「おとなの小論文教室。」「おとなの小論文教室。2」がとてもおもしろかったので、第三弾も読んでみました。
親しみやすい文章でありながら、思考停止はさせませんという内容で、「だよなぁ、だよなぁ」と心の中でうなずきながら読み、最後はかなり癒やされる。不思議なシリーズです。
今回いいなぁと思ったのは、こんなところ。
交通整理がいきとどいたもの ⇔ 雑
検証された静的なもの ⇔ まだ検証されていない動きつつあるもの
完成度の高いもの ⇔ 未完だが可能性のあるもの
わかりやすいもの ⇔ わかりにくいがリアリティのあるもの
役立つもの ⇔ 役には立たないが魅力あるもの
たとえば、そんなふうに、ふり幅のある表現を、自分の意志に応じて、行ったり来たり、柔軟に使い分けられるようになるといいなぁと思う。
(Lesson12 汚しのある表現 より)
整備すればするほどリアリティが無くなっていく寂しさってのが、あるんだよなぁ。役に立つかどうかもそのタイミングも、外に出したら読む側のものになるんですよね。
以下の箇所は、読んでピリッとしました。
外部とのやりとりで、傷ついて自信をなくしたり、逆に、ほめられて慢心してしまったりすると、ほんのちょっとだけ、「引いた視点」が鈍る。続くと、まるで生活習慣で、少しずつ背骨が曲がるように、自分でも気づかぬうちに、客観性を見失うことがある。
(Lesson15 自分の位置を発見する より)
わたしは「自分では気づかぬうちに」というエクスキューズをしないようにしたいと思っていて、たとえば「もし○○なのだとしたら、ごめんなさい」などの言いかたも避けたほうがいいのかな、と思うことがあります。

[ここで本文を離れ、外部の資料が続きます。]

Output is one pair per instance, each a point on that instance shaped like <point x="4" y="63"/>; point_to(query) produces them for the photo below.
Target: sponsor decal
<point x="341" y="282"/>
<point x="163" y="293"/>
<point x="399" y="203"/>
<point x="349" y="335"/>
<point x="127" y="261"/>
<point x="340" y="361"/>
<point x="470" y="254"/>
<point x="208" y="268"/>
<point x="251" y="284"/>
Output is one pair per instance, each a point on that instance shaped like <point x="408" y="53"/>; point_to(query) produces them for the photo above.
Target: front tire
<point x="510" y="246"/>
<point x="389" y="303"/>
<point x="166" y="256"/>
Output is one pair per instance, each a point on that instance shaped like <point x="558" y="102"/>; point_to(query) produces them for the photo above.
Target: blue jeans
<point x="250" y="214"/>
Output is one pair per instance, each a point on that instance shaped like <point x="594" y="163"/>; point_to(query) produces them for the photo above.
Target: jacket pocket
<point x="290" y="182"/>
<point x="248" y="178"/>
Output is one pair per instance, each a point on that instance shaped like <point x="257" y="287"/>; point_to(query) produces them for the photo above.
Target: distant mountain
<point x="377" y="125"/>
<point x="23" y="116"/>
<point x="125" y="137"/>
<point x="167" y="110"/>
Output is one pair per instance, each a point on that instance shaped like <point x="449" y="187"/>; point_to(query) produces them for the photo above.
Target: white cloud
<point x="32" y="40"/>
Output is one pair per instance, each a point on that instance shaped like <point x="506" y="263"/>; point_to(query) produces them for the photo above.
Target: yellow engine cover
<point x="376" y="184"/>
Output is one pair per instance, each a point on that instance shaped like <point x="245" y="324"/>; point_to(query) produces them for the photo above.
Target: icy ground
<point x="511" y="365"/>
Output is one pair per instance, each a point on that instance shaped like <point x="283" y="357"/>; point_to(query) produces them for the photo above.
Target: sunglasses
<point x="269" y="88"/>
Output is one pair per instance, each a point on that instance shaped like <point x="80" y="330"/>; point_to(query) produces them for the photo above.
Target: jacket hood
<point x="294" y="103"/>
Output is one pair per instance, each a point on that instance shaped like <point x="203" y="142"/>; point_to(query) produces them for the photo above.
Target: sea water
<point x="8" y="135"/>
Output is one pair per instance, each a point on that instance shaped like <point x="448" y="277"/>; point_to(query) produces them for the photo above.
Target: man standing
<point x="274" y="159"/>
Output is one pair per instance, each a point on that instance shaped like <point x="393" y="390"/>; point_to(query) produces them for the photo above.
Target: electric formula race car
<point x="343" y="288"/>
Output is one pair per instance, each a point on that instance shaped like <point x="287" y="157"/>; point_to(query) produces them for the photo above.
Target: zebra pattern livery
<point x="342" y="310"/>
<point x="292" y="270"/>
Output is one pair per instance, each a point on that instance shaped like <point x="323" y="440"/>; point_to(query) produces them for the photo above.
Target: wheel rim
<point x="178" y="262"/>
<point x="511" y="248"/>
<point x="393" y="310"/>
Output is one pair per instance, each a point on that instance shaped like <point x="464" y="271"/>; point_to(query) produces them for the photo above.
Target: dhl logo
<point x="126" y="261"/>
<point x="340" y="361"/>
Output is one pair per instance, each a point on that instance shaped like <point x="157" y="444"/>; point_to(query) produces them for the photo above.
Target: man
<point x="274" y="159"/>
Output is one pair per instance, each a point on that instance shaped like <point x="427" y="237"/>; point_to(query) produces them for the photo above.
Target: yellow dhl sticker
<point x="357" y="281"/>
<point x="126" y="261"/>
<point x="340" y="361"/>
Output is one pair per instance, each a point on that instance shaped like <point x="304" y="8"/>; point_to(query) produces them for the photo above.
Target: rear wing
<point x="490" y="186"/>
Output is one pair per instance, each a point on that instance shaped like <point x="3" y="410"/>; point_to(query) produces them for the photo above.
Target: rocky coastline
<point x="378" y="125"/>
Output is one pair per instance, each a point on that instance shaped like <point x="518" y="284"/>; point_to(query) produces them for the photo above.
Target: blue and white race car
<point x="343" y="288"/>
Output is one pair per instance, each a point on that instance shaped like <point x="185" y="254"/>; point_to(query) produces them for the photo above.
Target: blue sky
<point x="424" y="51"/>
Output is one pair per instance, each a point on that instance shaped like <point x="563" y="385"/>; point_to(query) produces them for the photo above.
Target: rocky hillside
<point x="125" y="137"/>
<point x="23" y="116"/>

やったことが消えるわけじゃないし、反応自体は自分ではなく相手の中で起こることだから。
批判に向き合う気持ちについても、悶々とすることをそのまま書かれています。
ひとつ、これだけは、と思ったのは、批判する人への反論のためにものを書かないようにしようということだ。
批判されたとき、とくに、自分という人間を非難されたら、「私はそんな人間じゃないんだ、もっと強いのよ、いい人間なのよ」ということを、自分の書くものを通して伝えて、批判者に言い返したくなるような心の動きはある。
でも、果たしてそれは、自分が言いたいことなのか?
「山田ズーニーは、いい人間です」なんて、そんなつまらないメッセージを言いたくて書いているんじゃない。
もっと伝えたいことがある。
だかた、批判を直視して、でも目先にとらわれない自分の志を遠くに見て、自分の「ずしん」にも耳を澄ませながら、批判とのつきあいを考えていきたいと思う。
(Lesson24 批判とどうつきあうか? より)
読む側としては、素敵だなぁと思っている人には、「それチンピラじゃん」という批判はスルーしてもらいたい。ケンカがコンテンツになっているような感じの文章って、読んでいるほうも黒い感情を引き出されるから。
このシリーズは読んでいると心がほぐれて、文章を書くことに前向きになれます。